Stocks drop on rate-increase fears

October 22, 1994|By Bloomberg Business News

NEW YORK -- U.S. stocks skidded yesterday for a second day as lingering concern about another interest-rate increase by the Federal Reserve quashed optimism about stronger than expected third-quarter earnings.

"Everyone's accepted the fact the Fed is going to increase the discount rate by at least 50 basis points at its November meeting," said Gil Knight, who helps manage $2 billion in equities at ASB Capital Management Inc.

Adding to investors' worries about the direction of the stock market was mounting evidence that money has been flowing out of stock mutual funds.

"If individuals are backing away from funds now, the implications for the stock market certainly aren't good," said Jim Rogers, an independent investor who helped George Soros found his Quantum Fund in 1970.

The Dow Jones industrial average fell 19.85, to 3,891.30, as shares of General Motors Corp., General Electric Co. and Aluminum Co. of America declined.

The average fell 19.17 points this week.

The yield on the government's benchmark 30 1/4 -year bond ended at 7.98 percent, down from 7.99 percent Thursday.

Among broader market measures, the Standard & Poor's 500 Index fell 1.96, to 464.89, led lower by shares of electrical equipment makers, automakers and regional banks.
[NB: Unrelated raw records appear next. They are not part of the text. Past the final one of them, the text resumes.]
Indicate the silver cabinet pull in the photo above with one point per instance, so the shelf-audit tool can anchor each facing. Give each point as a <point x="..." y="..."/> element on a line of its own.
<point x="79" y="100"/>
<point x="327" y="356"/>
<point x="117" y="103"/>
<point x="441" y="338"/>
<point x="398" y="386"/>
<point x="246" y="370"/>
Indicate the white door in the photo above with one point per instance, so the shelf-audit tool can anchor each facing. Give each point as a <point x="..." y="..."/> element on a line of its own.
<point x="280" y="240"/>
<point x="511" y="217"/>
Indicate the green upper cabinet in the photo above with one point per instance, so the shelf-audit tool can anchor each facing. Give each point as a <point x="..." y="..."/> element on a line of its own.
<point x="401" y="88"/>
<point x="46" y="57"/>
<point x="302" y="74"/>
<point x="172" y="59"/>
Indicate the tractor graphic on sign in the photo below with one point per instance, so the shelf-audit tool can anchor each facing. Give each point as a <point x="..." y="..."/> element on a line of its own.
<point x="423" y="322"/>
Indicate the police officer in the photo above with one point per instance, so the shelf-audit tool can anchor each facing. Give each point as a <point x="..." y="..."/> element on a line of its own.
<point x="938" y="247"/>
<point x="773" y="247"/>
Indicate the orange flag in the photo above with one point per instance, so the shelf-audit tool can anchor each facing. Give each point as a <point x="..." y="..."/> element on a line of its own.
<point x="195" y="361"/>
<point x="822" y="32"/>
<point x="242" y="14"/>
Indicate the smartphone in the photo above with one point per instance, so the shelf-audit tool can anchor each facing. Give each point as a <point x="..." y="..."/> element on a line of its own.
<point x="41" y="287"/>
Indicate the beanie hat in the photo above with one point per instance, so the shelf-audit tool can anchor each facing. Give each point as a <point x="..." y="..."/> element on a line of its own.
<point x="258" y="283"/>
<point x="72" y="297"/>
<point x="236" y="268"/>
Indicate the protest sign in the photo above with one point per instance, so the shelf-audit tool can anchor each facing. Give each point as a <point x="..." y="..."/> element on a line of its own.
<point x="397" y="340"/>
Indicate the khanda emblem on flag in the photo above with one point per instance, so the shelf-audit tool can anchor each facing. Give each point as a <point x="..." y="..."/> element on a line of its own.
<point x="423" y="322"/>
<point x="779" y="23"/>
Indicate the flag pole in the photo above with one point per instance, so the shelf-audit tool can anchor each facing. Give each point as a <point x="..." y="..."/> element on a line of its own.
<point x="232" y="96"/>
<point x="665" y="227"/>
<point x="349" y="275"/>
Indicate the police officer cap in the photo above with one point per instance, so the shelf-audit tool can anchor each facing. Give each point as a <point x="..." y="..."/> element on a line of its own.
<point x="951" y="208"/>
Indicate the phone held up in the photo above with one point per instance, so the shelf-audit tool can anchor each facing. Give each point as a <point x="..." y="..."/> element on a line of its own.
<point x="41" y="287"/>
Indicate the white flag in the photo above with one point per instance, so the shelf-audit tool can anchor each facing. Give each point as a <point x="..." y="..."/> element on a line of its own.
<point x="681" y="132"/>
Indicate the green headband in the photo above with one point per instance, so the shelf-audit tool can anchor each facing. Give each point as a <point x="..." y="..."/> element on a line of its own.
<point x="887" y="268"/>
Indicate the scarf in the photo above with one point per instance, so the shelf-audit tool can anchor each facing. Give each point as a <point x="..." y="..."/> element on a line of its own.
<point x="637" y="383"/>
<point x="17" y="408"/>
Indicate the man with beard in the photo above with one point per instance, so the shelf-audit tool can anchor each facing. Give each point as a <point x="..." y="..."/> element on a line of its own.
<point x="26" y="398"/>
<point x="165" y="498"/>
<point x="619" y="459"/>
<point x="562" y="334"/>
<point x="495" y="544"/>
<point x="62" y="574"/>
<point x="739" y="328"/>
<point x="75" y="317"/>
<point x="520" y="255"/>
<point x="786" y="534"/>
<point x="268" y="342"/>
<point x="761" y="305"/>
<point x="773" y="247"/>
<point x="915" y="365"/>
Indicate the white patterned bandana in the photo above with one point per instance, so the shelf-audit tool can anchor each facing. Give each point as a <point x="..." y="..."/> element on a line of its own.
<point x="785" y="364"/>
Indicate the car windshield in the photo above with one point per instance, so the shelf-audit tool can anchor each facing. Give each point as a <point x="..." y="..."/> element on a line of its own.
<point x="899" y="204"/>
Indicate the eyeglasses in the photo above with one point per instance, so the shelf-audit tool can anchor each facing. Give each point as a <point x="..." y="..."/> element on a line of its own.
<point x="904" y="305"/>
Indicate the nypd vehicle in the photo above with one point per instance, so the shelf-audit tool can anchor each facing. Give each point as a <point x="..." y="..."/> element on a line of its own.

The index fell 4.21 points during the week.

The Nasdaq composite index slipped 2.86, to 765.38. MCI Communications Corp., Tele-Communications Inc. and Microsoft Corp. led the index lower. The index fell 1.70 this week.

The Wilshire index of 5,000 New York, Nasdaq and American stock exchange-traded stocks fell 17.09, to 4,610.39; and the Russell 2000 Index of small-capitalization stocks fell 0.75, to 252.86.

Trading was active, with 309 million shares changing hands by the close of the New York Stock Exchange.

About three stocks fell for every two that rose on the Big Board.

Until Thursday, stocks had gained throughout the week, as companies reported better-than-expected earnings.

But earnings optimism further evaporated after General Motors Corp. shares fell $1.75, to $41.375, following a $3.75 plunge Thursday.

"GM dashed everybody's hopes" about earnings, said Christopher Willox, a trader at BT Brokerage.